Build a worthwhile dataset. Source material is the ISC2 Common Body of Knowledge and broader cybersecurity references. Questions are generated from that material using open LLMs, keeping the dataset grounded in source text rather than frontier model outputs.
Explore fine-tuning methodology. This is as much about learning the craft as the results: what data formats work, how much data is enough, where different model sizes respond differently to the same training signal.
Produce a hardware-optimized variant. The end target is an NPU-deployable model: battery-constrained, quantized, running locally on consumer silicon. The model selection below is shaped by what runs well on that hardware.

CISSP accuracy is the measuring stick throughout. These models have clean, well-characterized baselines, so gains from fine-tuning will reflect genuine learning rather than contamination artifacts.

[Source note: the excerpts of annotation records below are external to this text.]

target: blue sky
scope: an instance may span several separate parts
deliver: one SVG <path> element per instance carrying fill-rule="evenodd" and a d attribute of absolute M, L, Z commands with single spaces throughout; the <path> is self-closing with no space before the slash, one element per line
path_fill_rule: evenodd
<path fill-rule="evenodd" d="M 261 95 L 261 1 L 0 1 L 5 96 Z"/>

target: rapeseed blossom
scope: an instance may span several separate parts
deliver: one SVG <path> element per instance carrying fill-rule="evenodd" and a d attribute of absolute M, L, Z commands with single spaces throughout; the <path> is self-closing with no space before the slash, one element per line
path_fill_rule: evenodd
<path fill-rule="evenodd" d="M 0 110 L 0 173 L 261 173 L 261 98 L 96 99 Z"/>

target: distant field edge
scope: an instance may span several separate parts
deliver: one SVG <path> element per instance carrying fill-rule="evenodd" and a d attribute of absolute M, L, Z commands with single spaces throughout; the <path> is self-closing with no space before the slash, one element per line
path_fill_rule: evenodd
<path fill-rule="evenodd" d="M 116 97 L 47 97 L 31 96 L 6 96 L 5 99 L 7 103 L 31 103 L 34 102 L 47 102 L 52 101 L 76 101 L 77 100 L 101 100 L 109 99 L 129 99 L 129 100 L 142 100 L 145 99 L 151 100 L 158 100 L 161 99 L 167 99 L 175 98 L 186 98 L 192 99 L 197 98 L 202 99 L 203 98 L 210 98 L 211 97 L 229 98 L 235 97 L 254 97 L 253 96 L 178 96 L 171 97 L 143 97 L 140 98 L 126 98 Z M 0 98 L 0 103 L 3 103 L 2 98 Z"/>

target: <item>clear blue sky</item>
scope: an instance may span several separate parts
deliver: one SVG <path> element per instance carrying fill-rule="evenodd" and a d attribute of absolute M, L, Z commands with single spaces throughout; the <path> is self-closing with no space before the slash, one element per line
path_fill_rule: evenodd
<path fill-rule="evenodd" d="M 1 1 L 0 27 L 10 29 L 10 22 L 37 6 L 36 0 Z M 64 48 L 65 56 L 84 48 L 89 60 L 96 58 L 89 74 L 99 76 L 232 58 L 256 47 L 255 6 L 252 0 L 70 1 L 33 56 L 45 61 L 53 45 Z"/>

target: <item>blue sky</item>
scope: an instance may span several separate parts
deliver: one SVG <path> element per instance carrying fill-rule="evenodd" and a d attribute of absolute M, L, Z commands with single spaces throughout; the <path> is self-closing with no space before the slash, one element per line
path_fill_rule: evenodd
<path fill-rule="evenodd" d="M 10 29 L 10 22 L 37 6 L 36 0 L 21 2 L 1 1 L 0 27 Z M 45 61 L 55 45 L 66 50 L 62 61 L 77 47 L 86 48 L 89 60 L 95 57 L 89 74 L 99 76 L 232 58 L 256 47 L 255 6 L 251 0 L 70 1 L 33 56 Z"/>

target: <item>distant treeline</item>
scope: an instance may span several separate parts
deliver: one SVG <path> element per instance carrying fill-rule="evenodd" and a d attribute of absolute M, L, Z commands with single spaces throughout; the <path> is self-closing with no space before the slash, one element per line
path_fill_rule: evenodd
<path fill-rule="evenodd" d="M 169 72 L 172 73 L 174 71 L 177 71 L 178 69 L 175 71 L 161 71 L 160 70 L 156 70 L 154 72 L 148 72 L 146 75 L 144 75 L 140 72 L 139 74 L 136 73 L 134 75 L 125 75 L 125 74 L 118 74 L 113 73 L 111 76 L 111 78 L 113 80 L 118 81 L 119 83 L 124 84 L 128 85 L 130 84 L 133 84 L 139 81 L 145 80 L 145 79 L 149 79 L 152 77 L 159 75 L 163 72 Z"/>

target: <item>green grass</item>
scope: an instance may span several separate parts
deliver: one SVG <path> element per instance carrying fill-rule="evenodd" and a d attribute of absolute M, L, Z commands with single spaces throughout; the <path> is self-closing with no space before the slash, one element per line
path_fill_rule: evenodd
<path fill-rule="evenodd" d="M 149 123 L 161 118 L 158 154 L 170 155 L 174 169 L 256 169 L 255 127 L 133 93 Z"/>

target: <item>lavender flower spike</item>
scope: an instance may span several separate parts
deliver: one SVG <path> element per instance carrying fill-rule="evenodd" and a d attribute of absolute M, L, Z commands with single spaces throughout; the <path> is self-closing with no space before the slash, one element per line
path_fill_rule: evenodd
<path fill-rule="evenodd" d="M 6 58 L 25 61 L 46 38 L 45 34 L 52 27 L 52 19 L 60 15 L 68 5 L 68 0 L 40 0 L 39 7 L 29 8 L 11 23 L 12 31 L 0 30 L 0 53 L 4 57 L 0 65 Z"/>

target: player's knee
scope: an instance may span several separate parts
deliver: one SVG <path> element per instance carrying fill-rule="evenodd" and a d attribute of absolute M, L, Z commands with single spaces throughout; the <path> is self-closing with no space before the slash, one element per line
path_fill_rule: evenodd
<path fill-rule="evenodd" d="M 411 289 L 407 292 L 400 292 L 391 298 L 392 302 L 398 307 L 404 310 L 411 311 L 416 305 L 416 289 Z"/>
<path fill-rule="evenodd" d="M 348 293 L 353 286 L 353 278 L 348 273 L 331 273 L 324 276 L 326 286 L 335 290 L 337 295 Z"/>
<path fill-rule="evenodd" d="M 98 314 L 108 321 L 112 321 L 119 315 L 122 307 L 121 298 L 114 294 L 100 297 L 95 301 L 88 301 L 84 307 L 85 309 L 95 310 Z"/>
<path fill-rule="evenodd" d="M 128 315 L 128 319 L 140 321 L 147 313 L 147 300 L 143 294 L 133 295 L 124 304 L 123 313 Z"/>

After weighing accuracy, speed, quantization resilience, and contamination risk, I'm narrowing to three models spanning three size classes and two architecture families:

Llama 3.1 8B: clean accuracy leader at 72.8%, definitively pre-test cutoff (December 2023), proven OpenVINO NPU support.
Gemma 3 4B: 69.8% with a borderline cutoff (August 2024), genuine 4B parameters, and a different architecture from Llama. At INT8 on the NPU that's roughly 4GB, leaving ample headroom for KV cache.
Gemma 3 1B: 45.8% baseline, the stress test. If fine-tuning can push a 1B model from the mid-40s into the 60s, that's a stronger result than improving a 72.8% model to 80%. Same architecture as the 4B, so gains between the two isolate the effect of parameter count.

Three models, two architectures, three size classes, all with clean-enough baselines. Fine-tuning gains measured against these starting points will reflect genuine learning, not contamination artifacts. If you know of a clean cybersecurity benchmark to evaluate against, I'd like to hear about it.

The deeper question is whether small models can teach themselves. If the training questions are generated by the same small models that will be fine-tuned on them, the experiment becomes self-referential: can a model improve from its own outputs when those outputs are grounded in source material? That's the question the next post sets out to answer.

All models were evaluated via Ollama on Windows with a single NVIDIA RTX 4090. Evaluation harness and analysis scripts: johnhringiv/cissp-model-eval.